Here are my labs:   test/509.  Fsh/5.5.  Lh/5.2   estradiol/28.3.  Ast/20.  Alt/56.


----------



## Rumpy (Feb 25, 2014)

Pre cycle or post?  Is there a question that goes along with them?


----------



## number5 (Feb 25, 2014)

This is pre.   I was gonna research and see what they all mean..  I wanna do my first cycle soon.  Someone said to get the labs in to see if it was even safe.  And I don't know what he meant


----------



## Spongy (Feb 25, 2014)

Brother, take your time.  The fact you are unsure of what the numbers mean suggests you have a lot of research to do before your first injection.


----------



## Rumpy (Feb 25, 2014)

How old are you?  Everything looks pretty normal.  ALT is a touch high but nothing to worry about.  My guess you drink occasionally, or at least in the days before your draw.

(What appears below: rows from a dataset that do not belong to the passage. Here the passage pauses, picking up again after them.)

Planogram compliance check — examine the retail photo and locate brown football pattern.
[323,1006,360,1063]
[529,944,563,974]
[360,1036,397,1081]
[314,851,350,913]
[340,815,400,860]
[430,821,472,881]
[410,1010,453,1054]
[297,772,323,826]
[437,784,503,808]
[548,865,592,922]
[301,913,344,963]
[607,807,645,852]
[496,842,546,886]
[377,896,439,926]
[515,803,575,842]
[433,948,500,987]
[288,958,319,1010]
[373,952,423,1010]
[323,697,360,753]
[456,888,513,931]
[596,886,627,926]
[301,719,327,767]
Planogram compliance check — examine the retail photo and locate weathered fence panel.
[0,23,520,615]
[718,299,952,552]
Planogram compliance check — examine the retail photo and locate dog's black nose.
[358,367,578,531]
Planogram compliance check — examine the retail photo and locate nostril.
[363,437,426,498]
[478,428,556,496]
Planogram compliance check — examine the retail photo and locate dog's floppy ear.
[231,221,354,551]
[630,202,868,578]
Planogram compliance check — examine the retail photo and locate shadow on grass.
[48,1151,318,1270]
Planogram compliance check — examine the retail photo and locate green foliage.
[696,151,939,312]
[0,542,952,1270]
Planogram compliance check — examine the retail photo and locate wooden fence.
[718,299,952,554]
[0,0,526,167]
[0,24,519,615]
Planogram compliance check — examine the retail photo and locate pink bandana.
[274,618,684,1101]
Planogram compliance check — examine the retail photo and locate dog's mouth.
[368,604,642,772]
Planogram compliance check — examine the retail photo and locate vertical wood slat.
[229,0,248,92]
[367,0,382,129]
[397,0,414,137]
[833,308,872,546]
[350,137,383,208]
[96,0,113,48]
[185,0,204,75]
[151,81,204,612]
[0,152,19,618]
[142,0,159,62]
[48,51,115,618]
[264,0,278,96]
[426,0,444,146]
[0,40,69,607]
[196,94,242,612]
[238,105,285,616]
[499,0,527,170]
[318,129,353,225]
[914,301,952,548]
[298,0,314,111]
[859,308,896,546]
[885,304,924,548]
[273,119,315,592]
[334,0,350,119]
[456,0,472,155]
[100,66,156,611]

Just from those numbers I'd say you're good to go, and you'll be glad you have them for reference when you get post cycle labs.


----------



## PillarofBalance (Feb 25, 2014)

Number5 is this a journal you are starting here?


----------



## Rumpy (Feb 25, 2014)

Yeah, it's an odd post.  Put up your full specs, goals and proposed cycle.

Did you mean to start this as a journal?


----------



## number5 (Feb 25, 2014)

Oh ok.  By soon I mean I would like to this year.   I never realized how much science goes into all this.   I've found a lot of info just on this site.  I know it has motivated me to work a lot harder and watch my diet more closely.  Is there a section on blood tests or do I just pick up pieces here and there?  I just wanna learn first.  I was curious when I saw how much is on those results.  I know what some of the numbers mean but not most of them.  I'd like to know what every number means.


----------



## number5 (Feb 25, 2014)

Ya I wanted to start a journal.  I wanna just make some strength gains.  I'm 32 years  195lbs  16percent bf.  I guess I should have posted that first.


----------



## Spongy (Feb 25, 2014)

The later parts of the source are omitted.